To date, the applicants have not identified a rabbit antibody, which was humanized by applying state-of-the-art grafting approaches. This might be explained by fact that rabbit CDRs may be quite different from human or rodent CDRs. As known in the art, many rabbit VH chains have extra paired cysteines relative to the murine and human counterparts. In addition to the conserved disulfide bridge formed between cys22 and cys92, there is also a cys21-cys79 bridge as well as an interCDR S—S bridge formed between the last residue of CDRH1 and the first residue of CDR H2 in some rabbit chains.
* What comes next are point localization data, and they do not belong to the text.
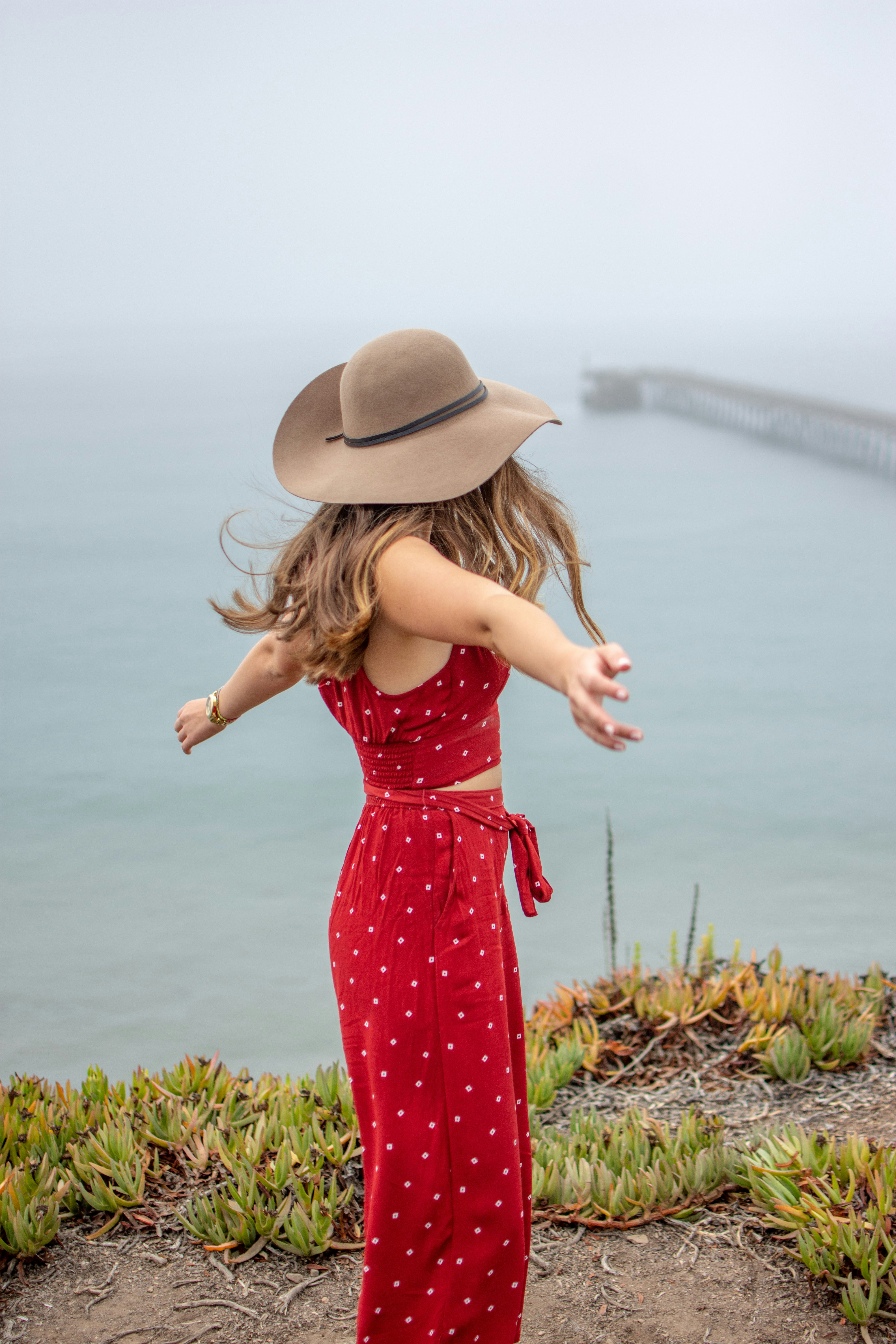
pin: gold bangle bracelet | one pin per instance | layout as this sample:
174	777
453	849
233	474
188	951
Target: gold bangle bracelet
214	714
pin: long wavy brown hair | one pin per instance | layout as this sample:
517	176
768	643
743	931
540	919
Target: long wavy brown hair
324	587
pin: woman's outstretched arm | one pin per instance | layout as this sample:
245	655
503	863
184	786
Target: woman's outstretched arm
271	667
424	595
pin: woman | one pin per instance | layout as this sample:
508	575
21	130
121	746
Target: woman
406	599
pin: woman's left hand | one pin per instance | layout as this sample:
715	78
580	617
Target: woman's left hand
194	726
590	681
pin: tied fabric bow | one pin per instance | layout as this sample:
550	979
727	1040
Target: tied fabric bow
524	845
527	865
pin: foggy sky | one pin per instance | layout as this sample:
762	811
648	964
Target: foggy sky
263	161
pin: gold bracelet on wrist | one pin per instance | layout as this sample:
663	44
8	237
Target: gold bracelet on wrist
214	713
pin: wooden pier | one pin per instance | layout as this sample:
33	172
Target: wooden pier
846	433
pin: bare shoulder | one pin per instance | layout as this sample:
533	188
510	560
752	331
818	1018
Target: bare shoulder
426	595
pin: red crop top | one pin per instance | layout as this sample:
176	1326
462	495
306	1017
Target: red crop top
444	732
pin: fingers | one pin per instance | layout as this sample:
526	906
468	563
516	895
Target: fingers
616	658
598	670
606	732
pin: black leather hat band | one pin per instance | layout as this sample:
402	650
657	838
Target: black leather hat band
463	404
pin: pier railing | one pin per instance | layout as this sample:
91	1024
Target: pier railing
847	433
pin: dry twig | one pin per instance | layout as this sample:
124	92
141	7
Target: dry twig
284	1303
217	1302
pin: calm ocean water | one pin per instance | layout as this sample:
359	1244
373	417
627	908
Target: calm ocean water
155	905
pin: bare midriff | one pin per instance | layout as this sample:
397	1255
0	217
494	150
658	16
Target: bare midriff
485	780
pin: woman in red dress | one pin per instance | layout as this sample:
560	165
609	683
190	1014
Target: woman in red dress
408	599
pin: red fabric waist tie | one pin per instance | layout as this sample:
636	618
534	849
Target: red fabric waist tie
485	807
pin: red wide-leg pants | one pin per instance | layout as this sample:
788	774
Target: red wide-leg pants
432	1015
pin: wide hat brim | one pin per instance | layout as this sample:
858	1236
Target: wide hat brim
433	464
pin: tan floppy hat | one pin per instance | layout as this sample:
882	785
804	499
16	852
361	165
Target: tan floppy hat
405	421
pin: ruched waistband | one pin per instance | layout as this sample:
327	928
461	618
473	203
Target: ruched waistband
487	807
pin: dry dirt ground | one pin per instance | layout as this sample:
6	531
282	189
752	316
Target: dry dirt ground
723	1282
661	1286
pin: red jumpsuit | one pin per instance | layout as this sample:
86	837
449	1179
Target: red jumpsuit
432	1014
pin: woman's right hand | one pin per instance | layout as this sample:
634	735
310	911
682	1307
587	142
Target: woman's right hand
590	681
194	726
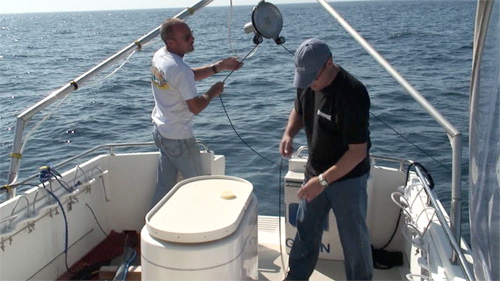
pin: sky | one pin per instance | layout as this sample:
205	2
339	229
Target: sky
38	6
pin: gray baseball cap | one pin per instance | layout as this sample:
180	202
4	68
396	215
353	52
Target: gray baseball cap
310	57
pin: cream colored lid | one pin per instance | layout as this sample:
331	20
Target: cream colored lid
200	209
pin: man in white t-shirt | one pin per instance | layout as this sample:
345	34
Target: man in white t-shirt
176	103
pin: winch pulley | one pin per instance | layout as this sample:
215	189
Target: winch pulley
267	22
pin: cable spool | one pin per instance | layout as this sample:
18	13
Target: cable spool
266	22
Besides, pairs of cysteine residues are often found in the CDR-L3. Moreover, many rabbit antibody CDRs do not belong to any previously known canonical structure. In particular the CDR-L3 is often much longer than the CDR-L3 of a human or murine counterpart.
Hence, the grafting of non-human CDRs antibodies into a human framework is a major protein engineering task. The transfer of antigen binding loops from a naturally evolved framework to a different artificially selected human framework must be performed so that native loop conformations are retained for antigen binding. Often antigen binding affinity is greatly reduced or abolished after loop grafting. The use of carefully selected human frameworks in grafting the antigen binding loops maximizes the probability of retaining binding affinity in the humanized molecule (Roguzka et al 1996). Although the many grafting experiments available in the literature provide a rough guide for CDR grafting, it is not possible to generalize a pattern. Typical problems consist in loosing the specificity, stability or producibility after grafting the CDR loops.
Accordingly, there is an urgent need for improved methods for reliably and rapidly humanizing rabbit antibodies for use as therapeutic and diagnostic agents. Furthermore, there is a need for human acceptor frameworks for reliably humanizing rabbit antibodies, providing functional antibodies and/or antibody fragments with drug-like biophysical properties.